The win puts Ryder in line to challenge full titlist Callum Smith, his countryman, in a fight he wants.

"The message is clear -- I want Callum Smith next," Ryder said. "He's got a fight on June 1 on the [Anthony Joshua] card, and if he wins that, I want to fight him next. I've paid my dues and got into position for it. Callum is a brilliant fighter, and I know it's a tough fight, but it's one that I want and I'd love. It would be a big fight in the U.K. and it would be a great fight too."

Roach tops Oquendo

Junior lightweight Lamont Roach Jr. (19-0-1, 7 KOs), 23, of Washington, D.C., won a unanimous decision over Jonathan Oquendo (30-6, 19 KOs), 35, of Puerto Rico, in a rough, competitive fight. The judges scored it 97-92, 97-92 and 96-93 in a call unpopular with the crowd.

It was mostly an inside fight with the more powerful Oquendo getting the better of the action in the first half of the bout. He was warned for holding in the third round and continued to take it to Roach and had him in trouble briefly in the fifth round. In the eighth round, referee Mora, who had warned Oquendo previously for head-butting, docked him one point when he butted Roach again.

"From Round 1 to Round 10, I was feeling all of the head butts," Roach said.

Roach had his best moment of the fight late in the ninth round when he connected a combination that clearly buzzed Oquendo and closed strong in the 10th.

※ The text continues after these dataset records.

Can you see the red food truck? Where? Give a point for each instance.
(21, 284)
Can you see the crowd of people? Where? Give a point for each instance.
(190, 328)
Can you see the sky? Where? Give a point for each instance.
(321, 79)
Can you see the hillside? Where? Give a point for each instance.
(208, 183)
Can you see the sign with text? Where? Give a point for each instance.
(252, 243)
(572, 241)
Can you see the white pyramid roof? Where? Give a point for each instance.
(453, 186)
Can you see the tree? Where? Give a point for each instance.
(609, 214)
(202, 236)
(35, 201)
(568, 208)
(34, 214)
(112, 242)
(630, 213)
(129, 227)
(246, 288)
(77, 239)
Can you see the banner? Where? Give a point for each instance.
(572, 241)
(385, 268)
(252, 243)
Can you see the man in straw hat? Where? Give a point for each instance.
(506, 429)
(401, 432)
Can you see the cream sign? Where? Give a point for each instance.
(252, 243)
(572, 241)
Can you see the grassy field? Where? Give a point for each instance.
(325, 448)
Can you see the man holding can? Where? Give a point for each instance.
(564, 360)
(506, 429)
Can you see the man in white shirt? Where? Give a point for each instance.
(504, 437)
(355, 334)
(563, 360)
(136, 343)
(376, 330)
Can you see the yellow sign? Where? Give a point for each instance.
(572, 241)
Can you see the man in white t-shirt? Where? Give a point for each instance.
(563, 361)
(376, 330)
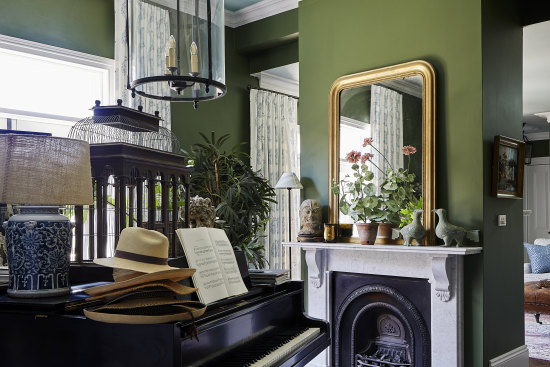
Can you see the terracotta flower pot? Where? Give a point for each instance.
(367, 232)
(384, 230)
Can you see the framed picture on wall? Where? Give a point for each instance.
(508, 161)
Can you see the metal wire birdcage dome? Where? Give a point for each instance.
(119, 124)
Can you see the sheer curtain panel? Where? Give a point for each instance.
(275, 149)
(157, 32)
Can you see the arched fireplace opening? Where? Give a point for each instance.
(376, 324)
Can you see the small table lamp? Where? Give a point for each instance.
(289, 181)
(40, 173)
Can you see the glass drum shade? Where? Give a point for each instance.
(176, 49)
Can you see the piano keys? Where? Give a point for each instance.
(265, 327)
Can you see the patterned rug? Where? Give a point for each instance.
(537, 336)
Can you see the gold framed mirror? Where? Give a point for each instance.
(356, 104)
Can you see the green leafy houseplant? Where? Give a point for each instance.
(361, 199)
(241, 195)
(357, 194)
(397, 189)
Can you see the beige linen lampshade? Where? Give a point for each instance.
(44, 170)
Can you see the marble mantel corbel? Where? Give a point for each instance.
(441, 266)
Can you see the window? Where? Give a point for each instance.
(48, 89)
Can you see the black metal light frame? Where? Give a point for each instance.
(177, 82)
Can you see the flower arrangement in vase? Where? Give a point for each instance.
(392, 201)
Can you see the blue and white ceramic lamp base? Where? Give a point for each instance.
(38, 243)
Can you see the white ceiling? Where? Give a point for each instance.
(536, 76)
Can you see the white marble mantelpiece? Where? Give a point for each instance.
(441, 266)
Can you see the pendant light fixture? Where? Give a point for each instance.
(176, 49)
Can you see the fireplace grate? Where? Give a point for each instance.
(390, 346)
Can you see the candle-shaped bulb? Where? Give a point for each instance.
(172, 52)
(194, 58)
(167, 56)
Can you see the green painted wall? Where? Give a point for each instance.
(82, 25)
(503, 320)
(227, 115)
(469, 94)
(254, 47)
(540, 148)
(268, 33)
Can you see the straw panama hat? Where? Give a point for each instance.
(141, 250)
(146, 311)
(162, 280)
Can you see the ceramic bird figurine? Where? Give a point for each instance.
(413, 230)
(449, 232)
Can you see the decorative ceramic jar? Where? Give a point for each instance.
(345, 230)
(367, 232)
(39, 247)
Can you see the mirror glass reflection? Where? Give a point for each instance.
(389, 115)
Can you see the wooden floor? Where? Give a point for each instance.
(538, 363)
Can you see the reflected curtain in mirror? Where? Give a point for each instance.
(394, 107)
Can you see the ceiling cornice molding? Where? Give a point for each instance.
(538, 136)
(279, 84)
(261, 10)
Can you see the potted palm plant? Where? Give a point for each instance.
(240, 195)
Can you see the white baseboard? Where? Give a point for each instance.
(518, 357)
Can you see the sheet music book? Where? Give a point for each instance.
(209, 251)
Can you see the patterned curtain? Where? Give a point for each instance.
(386, 117)
(155, 33)
(275, 149)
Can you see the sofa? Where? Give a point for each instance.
(537, 278)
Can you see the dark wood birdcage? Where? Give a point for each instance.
(133, 186)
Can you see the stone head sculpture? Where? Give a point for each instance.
(311, 218)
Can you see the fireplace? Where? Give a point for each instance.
(379, 320)
(387, 301)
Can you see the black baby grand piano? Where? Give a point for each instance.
(265, 327)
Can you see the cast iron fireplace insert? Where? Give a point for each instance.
(380, 321)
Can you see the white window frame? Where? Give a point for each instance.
(61, 54)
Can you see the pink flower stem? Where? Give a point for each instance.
(383, 156)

"The fight played out good," Roach said. "I think it could have gone better of course, but I'm glad we got this experience, to go up to the championship level. The only guys that beat him became champions, and I'm [going to be] one of them. He's as tough as they come."

Young stops Ali

Welterweight Anthony Young (21-2, 8 KOs), 31, of Atlantic City, New Jersey, scored the biggest win of his career as he knocked out former junior middleweight world titleholder Sadam Ali (27-3, 14 KOs), 30, of Brooklyn, New York, in the third round of a dominating performance. They slugged it out from the opening bell, but Young was clearly getting the better of the action.

In the third round, he laid even more punishment on Ali, who slumped over in a corner due to an onslaught of body punches. Young continued to batter Ali around the ring until referee Robert Byrd stopped it at 2 minutes, 38 seconds.

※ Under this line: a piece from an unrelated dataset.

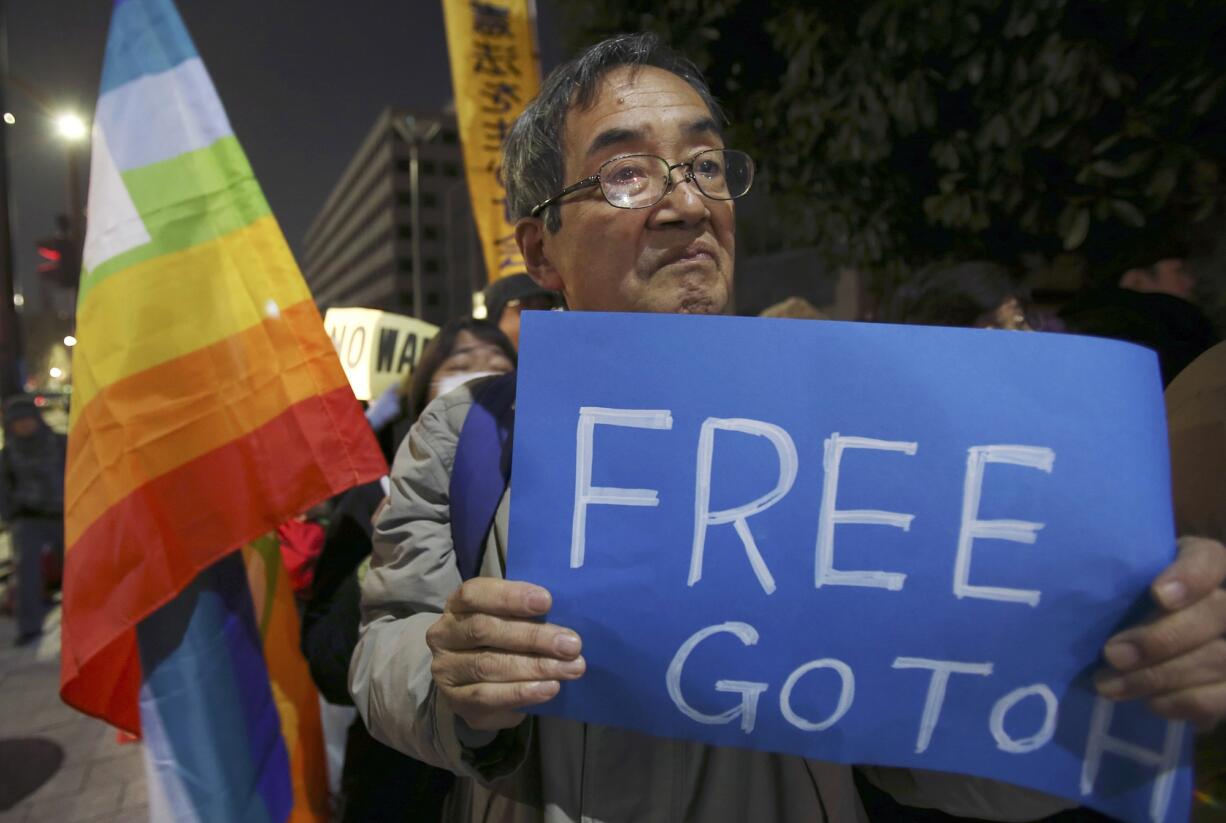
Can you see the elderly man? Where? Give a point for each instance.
(623, 190)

Ali outpointed Miguel Cotto in Cotto's final fight in December 2017 to take his junior middleweight belt, but after losing it by one-sided fourth-round knockout in his first defense last May, he returned to welterweight to win a fight in December before being derailed by Young.

"New Jersey is in the building. I had a tremendous camp," Young said. "He had a great win against Miguel Cotto, but after that he fought Munguia. I thought he lost a lot of confidence with Munguia. I saw his fight against [Mauricio] Herrera [in December], and he couldn't pull the trigger. So when they offered the fight, I jumped on it. We'll enjoy this victory now, and figure out what's next later."

  • Featherweight Aram Avagyan (8-0-1, 4 KOs), 28, of Russia, making his United States debut, got off the deck from a second-round knockdown to otherwise win a convincing unanimous decision over Francisco Esparza (9-1-1, 3 KOs), 24, of Las Vegas. It was not a hard knockdown, and Avagyan quickly collected himself and went on to win by scores of 97-92, 96-93 and 96-93.

  • Middleweight Alexis Espino (2-0, 1 KO), 19, of Las Vegas, who turned pro in February with a second-round knockout win, went the distance in a one-sided battering of Billy Wagner (1-1, 0 KOs), 26, of Great Falls, Montana. Espino beat him pillar to post for the entire fight in a shutout decision scored 39-34, 39-34 and 39-35. In the second round, referee Jay Nady penalized Espino one point for hitting Wagner with a right hand when he was down on the canvas. He did not count the knockdown either and gave Wagner time to recover.